In another, participants were told that those with the highest dice rolls would win $50 in cash. People making $150,000 per year were four times as likely to lie about their results as those making $15,000 per year.
And wealthier subjects were more likely to lie in simulated negotiations and to approve of stealing at work.
It seems that the rich are not only deficient in morality, but, inextricably, in empathy and compassion as well. This is not just inferred from such evidence as the National Center for Charitable Statistics’ finding that households earning less than $50,000 per year give a 60% higher proportion of their income to charity than those earning $200,000 to $250,000.
It comes from clinical experiments. University of Toronto researchers showed subjects videos of child cancer patients. Lower-income viewers more powerfully manifested the physiological responses associated with compassion than did higher-income subjects.
University of North Carolina researchers used MRI technology to actually record the brain activity of subjects viewing photos of human faces and hearing their personal stories. The region of the brain associated with empathy was much less active for wealthier subjects that for poorer subjects.
And researchers at Yale found that lower-income subjects were much better at empathic accuracy, that is, reading others’ emotions in real time.
The absence of empathy is an essential characteristic of psychopaths. Indeed, a German experiment in which stock market traders participated in the same computer simulation as psychopaths in high-security hospitals found that the stock traders’ behavior was “more reckless and manipulative” than the psychopaths’.
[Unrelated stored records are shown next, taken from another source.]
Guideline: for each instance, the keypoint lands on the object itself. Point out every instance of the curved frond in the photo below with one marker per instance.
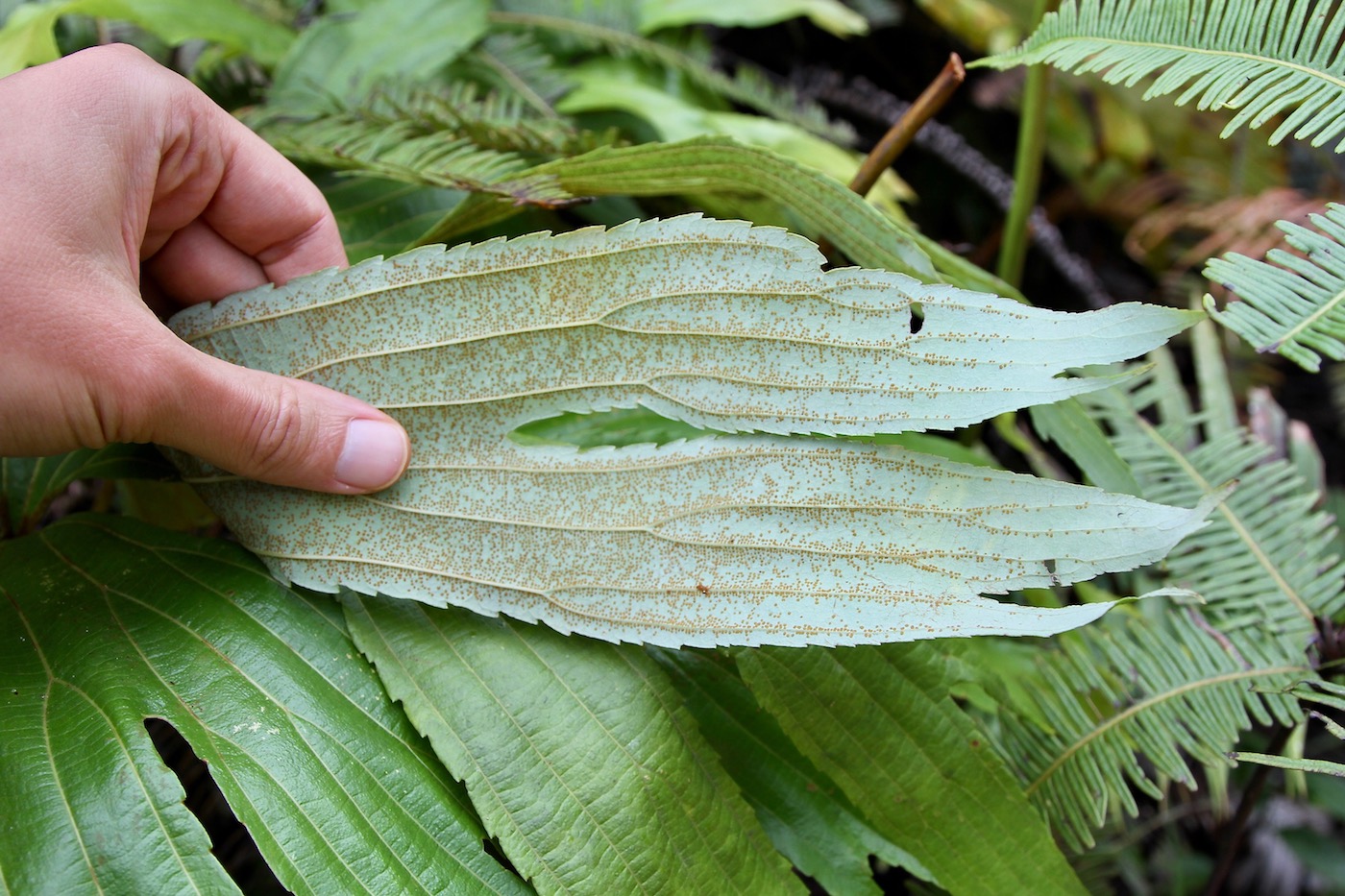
(1119, 707)
(1266, 563)
(1290, 304)
(1263, 58)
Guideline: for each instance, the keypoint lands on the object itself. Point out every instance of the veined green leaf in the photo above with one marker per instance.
(749, 13)
(27, 485)
(1263, 58)
(1290, 304)
(575, 754)
(881, 722)
(108, 621)
(347, 54)
(820, 205)
(726, 540)
(26, 37)
(803, 811)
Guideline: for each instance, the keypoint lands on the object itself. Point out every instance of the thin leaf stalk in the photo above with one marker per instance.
(1026, 174)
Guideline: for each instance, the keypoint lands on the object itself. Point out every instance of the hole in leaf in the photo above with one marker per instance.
(618, 426)
(231, 842)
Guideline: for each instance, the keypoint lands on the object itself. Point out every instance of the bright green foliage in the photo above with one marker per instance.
(27, 485)
(108, 621)
(1263, 58)
(575, 754)
(1290, 303)
(1120, 691)
(728, 540)
(803, 811)
(883, 725)
(27, 36)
Other studies find that higher income people are more likely to shoplift, commit adultery, and indulge in a range of vices. But you get the idea.
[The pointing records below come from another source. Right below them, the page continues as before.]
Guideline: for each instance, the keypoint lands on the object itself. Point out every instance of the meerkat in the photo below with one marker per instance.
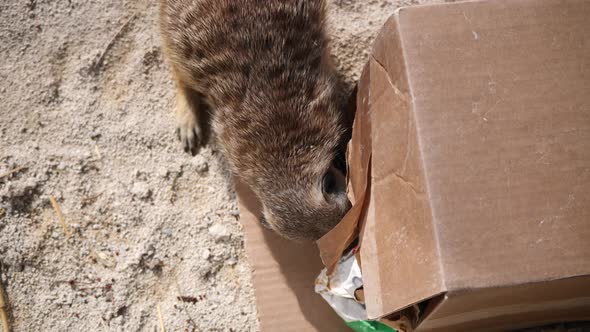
(263, 68)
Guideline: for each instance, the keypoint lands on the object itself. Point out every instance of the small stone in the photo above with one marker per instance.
(141, 190)
(202, 167)
(219, 232)
(205, 254)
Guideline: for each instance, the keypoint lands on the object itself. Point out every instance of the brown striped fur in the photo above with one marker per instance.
(264, 69)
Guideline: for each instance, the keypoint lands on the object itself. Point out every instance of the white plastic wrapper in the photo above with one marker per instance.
(338, 289)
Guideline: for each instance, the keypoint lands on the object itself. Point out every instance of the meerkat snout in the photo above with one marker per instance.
(309, 212)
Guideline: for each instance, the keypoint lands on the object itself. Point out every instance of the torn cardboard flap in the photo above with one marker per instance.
(334, 243)
(479, 173)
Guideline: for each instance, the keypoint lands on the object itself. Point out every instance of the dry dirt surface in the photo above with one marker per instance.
(86, 118)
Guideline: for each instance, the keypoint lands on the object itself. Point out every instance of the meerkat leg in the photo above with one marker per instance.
(187, 118)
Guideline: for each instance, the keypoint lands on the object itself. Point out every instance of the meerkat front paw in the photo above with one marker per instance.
(188, 132)
(188, 128)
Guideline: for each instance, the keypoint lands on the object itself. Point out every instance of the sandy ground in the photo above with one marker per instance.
(86, 117)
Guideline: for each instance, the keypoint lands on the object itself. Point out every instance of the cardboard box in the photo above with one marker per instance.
(469, 173)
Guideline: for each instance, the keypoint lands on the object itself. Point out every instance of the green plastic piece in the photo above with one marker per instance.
(369, 326)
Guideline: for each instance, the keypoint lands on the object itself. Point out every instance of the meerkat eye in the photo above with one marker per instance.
(329, 183)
Add to all these studies what Harvard Business School’s Michael Norton found out when he asked multimillionaires and billionaires how much more money they would need to be happier. “All said that they needed two to three times more than they had to feel happier.”
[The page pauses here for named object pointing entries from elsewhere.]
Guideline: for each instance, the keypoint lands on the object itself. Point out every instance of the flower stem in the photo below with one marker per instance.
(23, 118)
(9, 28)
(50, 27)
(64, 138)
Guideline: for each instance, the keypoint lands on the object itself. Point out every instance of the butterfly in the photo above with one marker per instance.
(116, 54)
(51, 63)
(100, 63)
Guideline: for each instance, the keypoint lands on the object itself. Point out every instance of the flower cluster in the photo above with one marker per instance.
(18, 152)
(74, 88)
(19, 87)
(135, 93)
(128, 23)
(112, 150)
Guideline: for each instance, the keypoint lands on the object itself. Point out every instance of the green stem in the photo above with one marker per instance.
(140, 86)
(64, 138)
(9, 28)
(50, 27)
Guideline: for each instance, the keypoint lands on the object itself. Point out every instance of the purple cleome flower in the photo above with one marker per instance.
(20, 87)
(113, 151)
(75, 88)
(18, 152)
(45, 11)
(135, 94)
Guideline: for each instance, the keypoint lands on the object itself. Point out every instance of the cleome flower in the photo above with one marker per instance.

Add to that the finding that the wealthy tend to believe that they enjoy their superior status because they are innately superior and were born that way.
Now put it all in the context of ever increasing inequality, moving toward plutocracy. This trend has taken us from a political economy in which the poor and middle class saw the largest income growth before Ronald Reagan took office, to the polar opposite today.
Add to that context a billionaire president who embodies all these traits, who cheats his contractors and business partners, runs cons like Trump University, lies whenever he’s not reading from a teleprompter, seeks to humiliate anyone who disagrees with him, and brags about sexually assaulting women.
If wealth makes people less empathetic and less moral while they remain certain of their own virtue, what help with making a better world can we expect from those who have the most power and resources to accomplish it? And what should we do about that?
Right on Bill. Couldn’t agree more. My father worked for the Salvation Army (he was not a Salvationist, but a civilian employee/social worker). I used to help him set up all the bell ringer/Christmas Kettle spots all over Central and Western MA. I spent hours watching people exit grocery stores and department stores. Almost without variance, people with less money put more money, more frequently into the Christmas Kettles than people with more money by a long shot.
a friends daughter worked at a Friendly’s near NH border. A NH family came in weekly and always left a good ($3-5) tip. After they won MA Lotto they came in and left a 50 cent tip. She gave it back to them and said they need it more than her. Dem dat has getz! Let us hope in the end that family really gets it back.
Knew another person who over period of years showed her boss how to get federal grant money and electrical power rebates, plus other ways to make more $$ for the company. What did this person get back… a layoff notice even though there were many more employees with less seniority.